Oude Testament

Nieuwe Testament

Micha 1:1-6 NBG-vertaling 1951 (NBG51)

1. Het woord des Heren, dat tot Micha, de Morastiet, kwam in de dagen van Jotam, Achaz, Jechizkia, koningen van Juda, hetwelk hij geschouwd heeft over Samaria en Jeruzalem.

2. Hoort, gij volkeren altemaal; merk op, gij aarde en haar volheid, opdat de Here Here getuige zij tegen u, de Here uit zijn heilige tempel.

3. Want zie, de Here gaat uit van zijn woning, en Hij daalt neder en treedt op de hoogten der aarde.

4. De bergen versmelten onder Hem en de dalen splijten, als was voor het vuur, als water dat afgutst van een helling.

5. Om Jakobs overtreding is dit alles en om de zonden van het huis Israëls.
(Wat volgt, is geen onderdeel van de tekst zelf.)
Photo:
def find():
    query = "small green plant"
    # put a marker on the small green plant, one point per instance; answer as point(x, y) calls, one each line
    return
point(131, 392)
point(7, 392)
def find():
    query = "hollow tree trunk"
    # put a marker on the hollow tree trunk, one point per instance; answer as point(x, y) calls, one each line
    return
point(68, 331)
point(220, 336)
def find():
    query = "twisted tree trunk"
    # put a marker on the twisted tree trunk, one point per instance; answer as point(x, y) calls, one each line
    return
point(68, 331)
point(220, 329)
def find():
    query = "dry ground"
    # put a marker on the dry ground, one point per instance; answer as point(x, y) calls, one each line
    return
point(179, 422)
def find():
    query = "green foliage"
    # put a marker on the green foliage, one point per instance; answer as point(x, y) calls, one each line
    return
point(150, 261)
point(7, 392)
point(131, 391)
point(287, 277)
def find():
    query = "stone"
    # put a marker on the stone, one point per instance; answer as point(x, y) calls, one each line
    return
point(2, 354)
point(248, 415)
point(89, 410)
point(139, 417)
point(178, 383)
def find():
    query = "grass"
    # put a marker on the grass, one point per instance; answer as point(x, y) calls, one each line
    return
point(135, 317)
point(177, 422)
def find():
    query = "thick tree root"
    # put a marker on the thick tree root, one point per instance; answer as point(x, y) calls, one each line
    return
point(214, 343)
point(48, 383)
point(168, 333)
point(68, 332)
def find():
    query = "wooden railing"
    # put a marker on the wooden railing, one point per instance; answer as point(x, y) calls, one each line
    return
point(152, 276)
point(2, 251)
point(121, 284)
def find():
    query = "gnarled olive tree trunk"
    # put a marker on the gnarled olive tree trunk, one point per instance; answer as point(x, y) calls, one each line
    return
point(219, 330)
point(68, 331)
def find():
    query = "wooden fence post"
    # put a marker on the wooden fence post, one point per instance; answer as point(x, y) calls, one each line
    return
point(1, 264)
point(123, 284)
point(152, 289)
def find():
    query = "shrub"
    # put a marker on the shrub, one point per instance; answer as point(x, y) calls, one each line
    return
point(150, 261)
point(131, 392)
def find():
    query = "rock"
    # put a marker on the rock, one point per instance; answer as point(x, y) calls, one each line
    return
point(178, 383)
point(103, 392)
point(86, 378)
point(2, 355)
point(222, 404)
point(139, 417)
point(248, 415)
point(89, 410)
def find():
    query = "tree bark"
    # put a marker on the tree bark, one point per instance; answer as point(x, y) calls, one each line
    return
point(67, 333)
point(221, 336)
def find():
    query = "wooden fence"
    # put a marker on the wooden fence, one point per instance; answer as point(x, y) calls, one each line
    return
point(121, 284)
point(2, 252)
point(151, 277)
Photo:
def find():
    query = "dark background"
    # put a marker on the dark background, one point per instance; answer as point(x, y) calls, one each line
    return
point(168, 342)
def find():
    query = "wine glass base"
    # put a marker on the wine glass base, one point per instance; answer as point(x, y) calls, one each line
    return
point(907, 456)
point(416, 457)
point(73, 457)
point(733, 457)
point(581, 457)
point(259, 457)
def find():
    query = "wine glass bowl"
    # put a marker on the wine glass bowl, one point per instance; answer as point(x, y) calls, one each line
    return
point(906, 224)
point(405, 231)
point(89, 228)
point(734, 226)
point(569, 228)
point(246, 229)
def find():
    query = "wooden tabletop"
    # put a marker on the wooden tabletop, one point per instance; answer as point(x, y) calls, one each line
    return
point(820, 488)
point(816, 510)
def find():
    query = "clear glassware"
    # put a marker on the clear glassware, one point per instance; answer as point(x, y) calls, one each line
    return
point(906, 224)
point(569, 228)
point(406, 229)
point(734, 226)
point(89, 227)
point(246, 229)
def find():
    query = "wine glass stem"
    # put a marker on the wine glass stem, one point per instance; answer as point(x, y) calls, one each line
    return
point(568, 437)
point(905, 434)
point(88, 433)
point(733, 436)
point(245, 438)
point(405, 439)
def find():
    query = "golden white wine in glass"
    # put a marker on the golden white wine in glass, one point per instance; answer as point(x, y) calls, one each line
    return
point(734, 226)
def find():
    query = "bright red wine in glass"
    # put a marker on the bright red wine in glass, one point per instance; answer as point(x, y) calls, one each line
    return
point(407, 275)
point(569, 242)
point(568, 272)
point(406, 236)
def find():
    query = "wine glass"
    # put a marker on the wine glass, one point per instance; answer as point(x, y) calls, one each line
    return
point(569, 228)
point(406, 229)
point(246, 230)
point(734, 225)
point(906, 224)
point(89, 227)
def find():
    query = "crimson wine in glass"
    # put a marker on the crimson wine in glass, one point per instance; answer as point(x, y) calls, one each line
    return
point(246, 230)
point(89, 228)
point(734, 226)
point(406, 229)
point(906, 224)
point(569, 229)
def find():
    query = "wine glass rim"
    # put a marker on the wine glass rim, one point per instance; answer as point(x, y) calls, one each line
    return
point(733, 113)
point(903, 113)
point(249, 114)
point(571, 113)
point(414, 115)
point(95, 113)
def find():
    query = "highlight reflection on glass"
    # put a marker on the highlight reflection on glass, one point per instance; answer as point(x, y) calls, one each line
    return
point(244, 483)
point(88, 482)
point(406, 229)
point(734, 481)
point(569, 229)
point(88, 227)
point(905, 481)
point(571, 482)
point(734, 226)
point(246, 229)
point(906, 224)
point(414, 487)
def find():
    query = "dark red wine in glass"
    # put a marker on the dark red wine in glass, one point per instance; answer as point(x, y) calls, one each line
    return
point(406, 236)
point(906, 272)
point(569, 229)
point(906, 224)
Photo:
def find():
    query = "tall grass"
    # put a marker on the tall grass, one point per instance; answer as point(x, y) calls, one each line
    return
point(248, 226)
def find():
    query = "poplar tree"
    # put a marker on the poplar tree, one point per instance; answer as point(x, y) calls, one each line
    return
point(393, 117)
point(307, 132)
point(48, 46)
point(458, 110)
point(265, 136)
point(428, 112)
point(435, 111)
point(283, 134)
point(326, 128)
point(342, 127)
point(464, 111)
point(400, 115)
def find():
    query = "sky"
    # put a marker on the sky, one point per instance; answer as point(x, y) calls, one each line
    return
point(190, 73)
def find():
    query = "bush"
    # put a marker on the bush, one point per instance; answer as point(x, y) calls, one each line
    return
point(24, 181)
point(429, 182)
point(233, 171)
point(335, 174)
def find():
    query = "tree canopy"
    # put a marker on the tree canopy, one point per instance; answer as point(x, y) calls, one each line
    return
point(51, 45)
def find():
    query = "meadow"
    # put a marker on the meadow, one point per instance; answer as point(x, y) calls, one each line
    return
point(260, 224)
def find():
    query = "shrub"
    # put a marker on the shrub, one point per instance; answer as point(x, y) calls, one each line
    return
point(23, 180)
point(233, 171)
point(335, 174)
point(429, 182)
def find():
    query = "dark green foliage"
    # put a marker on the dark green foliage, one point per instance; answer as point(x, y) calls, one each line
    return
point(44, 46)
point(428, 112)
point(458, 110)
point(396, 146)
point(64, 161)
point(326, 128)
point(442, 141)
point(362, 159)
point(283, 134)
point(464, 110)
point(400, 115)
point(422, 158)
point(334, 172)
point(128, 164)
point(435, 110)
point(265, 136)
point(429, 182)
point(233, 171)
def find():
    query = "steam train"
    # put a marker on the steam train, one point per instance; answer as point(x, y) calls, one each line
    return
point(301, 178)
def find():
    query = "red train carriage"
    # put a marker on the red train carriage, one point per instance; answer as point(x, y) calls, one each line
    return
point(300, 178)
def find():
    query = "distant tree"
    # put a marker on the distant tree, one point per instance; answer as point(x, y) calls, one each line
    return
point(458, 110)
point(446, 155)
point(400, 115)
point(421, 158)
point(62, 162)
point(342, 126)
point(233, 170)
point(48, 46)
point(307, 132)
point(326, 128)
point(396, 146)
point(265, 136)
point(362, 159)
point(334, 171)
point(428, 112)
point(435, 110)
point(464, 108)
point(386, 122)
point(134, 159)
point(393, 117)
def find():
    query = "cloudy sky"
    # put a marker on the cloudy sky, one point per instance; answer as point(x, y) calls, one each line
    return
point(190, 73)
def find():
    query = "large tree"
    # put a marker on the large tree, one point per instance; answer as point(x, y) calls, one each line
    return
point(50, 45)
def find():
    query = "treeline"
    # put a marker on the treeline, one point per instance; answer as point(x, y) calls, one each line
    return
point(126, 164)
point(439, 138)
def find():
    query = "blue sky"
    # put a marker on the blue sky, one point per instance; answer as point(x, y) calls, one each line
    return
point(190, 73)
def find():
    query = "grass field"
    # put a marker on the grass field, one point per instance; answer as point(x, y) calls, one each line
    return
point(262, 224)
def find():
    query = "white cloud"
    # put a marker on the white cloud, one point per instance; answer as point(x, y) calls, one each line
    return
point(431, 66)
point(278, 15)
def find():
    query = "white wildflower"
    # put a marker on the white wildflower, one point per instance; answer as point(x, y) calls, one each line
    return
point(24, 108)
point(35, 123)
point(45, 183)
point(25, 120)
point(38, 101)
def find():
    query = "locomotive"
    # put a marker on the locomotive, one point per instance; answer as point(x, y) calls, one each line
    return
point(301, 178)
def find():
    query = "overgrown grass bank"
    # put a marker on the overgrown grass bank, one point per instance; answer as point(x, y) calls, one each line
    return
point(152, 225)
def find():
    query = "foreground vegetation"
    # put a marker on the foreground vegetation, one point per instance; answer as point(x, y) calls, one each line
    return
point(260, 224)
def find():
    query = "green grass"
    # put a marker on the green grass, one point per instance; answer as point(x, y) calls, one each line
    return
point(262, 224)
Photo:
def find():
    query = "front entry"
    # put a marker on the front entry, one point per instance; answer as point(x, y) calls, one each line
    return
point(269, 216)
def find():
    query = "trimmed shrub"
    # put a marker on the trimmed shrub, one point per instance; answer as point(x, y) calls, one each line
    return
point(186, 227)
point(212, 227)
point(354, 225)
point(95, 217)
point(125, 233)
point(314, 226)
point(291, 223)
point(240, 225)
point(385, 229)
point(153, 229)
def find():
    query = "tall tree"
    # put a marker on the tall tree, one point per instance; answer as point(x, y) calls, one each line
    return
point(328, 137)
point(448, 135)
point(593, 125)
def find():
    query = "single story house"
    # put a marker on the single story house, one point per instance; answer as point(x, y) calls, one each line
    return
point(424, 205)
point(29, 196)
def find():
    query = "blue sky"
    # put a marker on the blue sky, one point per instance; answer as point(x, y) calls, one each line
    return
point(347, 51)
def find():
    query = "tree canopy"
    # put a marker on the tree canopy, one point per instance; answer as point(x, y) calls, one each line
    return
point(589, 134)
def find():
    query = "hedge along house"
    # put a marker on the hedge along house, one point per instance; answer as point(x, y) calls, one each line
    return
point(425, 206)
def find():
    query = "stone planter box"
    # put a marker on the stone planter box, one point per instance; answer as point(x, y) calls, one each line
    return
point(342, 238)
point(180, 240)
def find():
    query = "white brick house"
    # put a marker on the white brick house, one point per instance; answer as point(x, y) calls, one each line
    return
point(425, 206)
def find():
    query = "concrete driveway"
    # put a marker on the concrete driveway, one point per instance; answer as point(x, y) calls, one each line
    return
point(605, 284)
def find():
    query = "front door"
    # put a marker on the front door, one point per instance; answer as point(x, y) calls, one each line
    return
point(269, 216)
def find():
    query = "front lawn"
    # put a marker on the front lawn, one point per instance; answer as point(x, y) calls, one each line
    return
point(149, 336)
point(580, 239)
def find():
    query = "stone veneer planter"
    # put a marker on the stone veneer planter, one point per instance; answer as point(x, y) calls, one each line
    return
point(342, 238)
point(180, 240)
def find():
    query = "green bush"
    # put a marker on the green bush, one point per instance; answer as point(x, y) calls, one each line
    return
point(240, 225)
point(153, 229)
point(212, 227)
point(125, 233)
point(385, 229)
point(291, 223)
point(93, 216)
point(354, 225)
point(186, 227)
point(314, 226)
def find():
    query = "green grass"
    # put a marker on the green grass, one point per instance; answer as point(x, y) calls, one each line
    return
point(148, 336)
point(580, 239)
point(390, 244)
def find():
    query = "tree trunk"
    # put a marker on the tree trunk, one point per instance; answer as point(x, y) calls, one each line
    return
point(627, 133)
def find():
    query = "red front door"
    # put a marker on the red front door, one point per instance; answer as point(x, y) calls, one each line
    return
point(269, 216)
Wat is Jakobs overtreding? Is het niet Samaria? En wat (de zonde van) Juda’s hoogten? Is het niet Jeruzalem?

6. Daarom zal Ik Samaria maken tot een puinhoop op het veld, tot een oord om wijngaarden te planten; Ik zal zijn stenen in het dal nederstorten en zijn fundamenten blootleggen.